Touchdown came one day late because of dangerous Mojave Desert crosswinds and one day shy of the 10th anniversary of the shuttle Columbia's pioneering April 12, 1981, blastoff on the maiden flight of the world's first reusable spaceplane.

Chalking up one of the most successful flights in the 39 missions to date, Nagel, 44; Cameron, 41; Linda Godwin, 38; and spacewalkers Jerry Ross, 43; and Jay Apt, 41; planned to fly back to their homes in Houston after brief physical exams and reunions with family members.

Left behind in orbit was the $617 million Gamma Ray Observatory, an astronomy satellite launched from Atlantis's payload bay on Sunday after a bold emergency spacewalk repair job by Ross and Apt, the first spacewalk by American astronauts since 1985.
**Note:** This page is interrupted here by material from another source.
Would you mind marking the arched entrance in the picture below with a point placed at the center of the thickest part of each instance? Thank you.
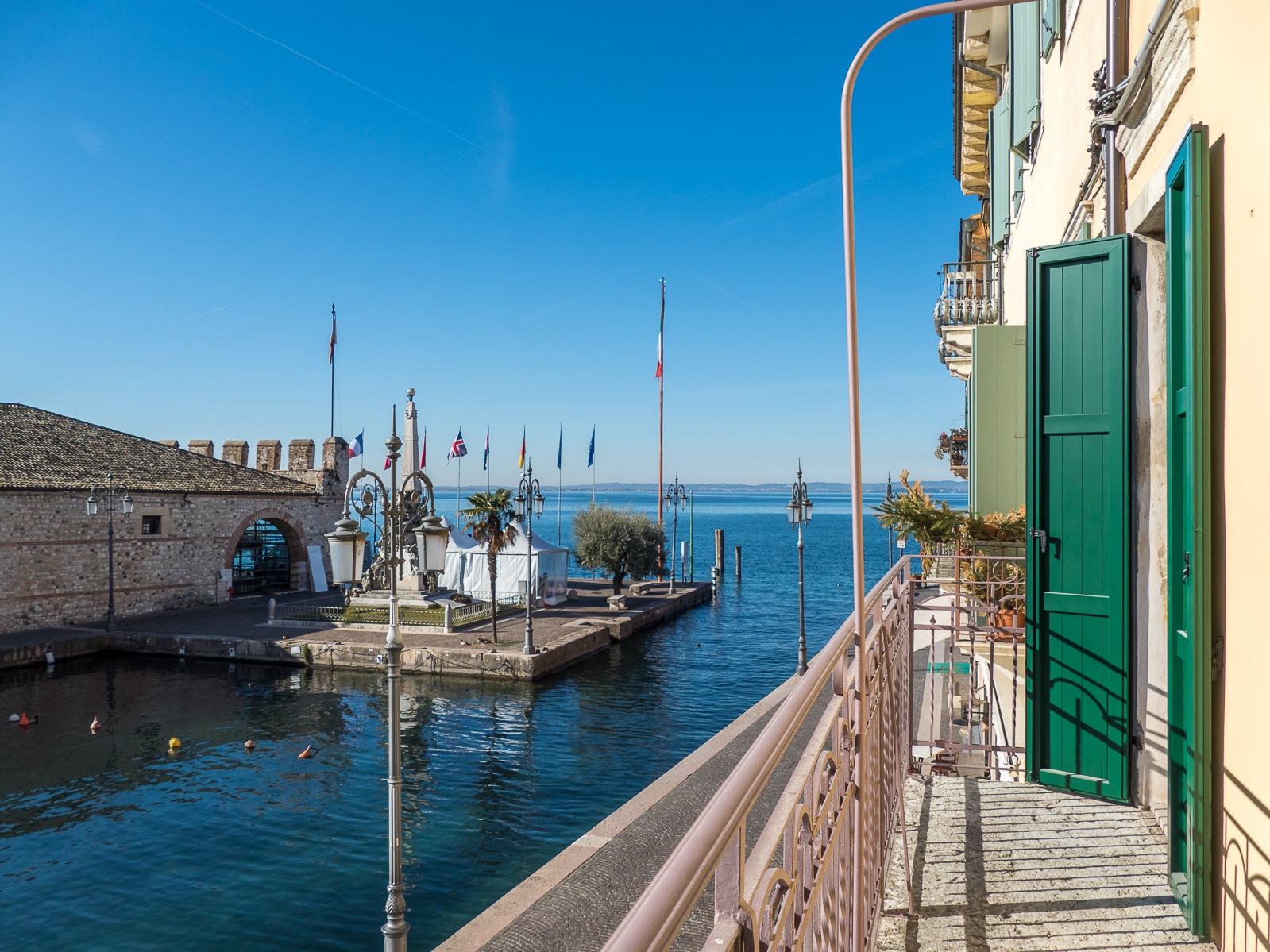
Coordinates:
(262, 560)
Officials say the giant spacecraft, built to study extremely high-energy radiation from the most violent stars and galaxies in the universe, is in good condition and sailing smoothly through its initial orbital checkout.

Atlantis's re-entry Thursday was in doubt until almost the last minute because of predicted marginal weather at both Edwards and at the Kennedy Space Center.

With five landing opportunities on both coasts, flight controllers waved off the first shot at a Kennedy Space Center touchdown because of fog and possible low clouds, preferring instead to wait one 94-minute orbit to get a better handle on the weather.

As it turned out, the forecast was wrong, and conditions at both sites were acceptable as landing time approached.

Nonetheless, Atlantis was directed to land at Edwards, adding a week to its ground processing and many thousands of dollars to the flight's price tag, despite apparently perfect Florida weather, beefed up brakes and an improved Kennedy Space Center runway.

The astronauts accomplished the primary goal of the 39th shuttle mission Sunday when they launched the Gamma Ray Observatory satellite after a daring emergency spacewalk by Ross and Apt in which Ross shook loose a jammed radio antenna boom.

It was the first spacewalk by U.S. astronauts in more than five years and only the second ever carried out on an emergency basis.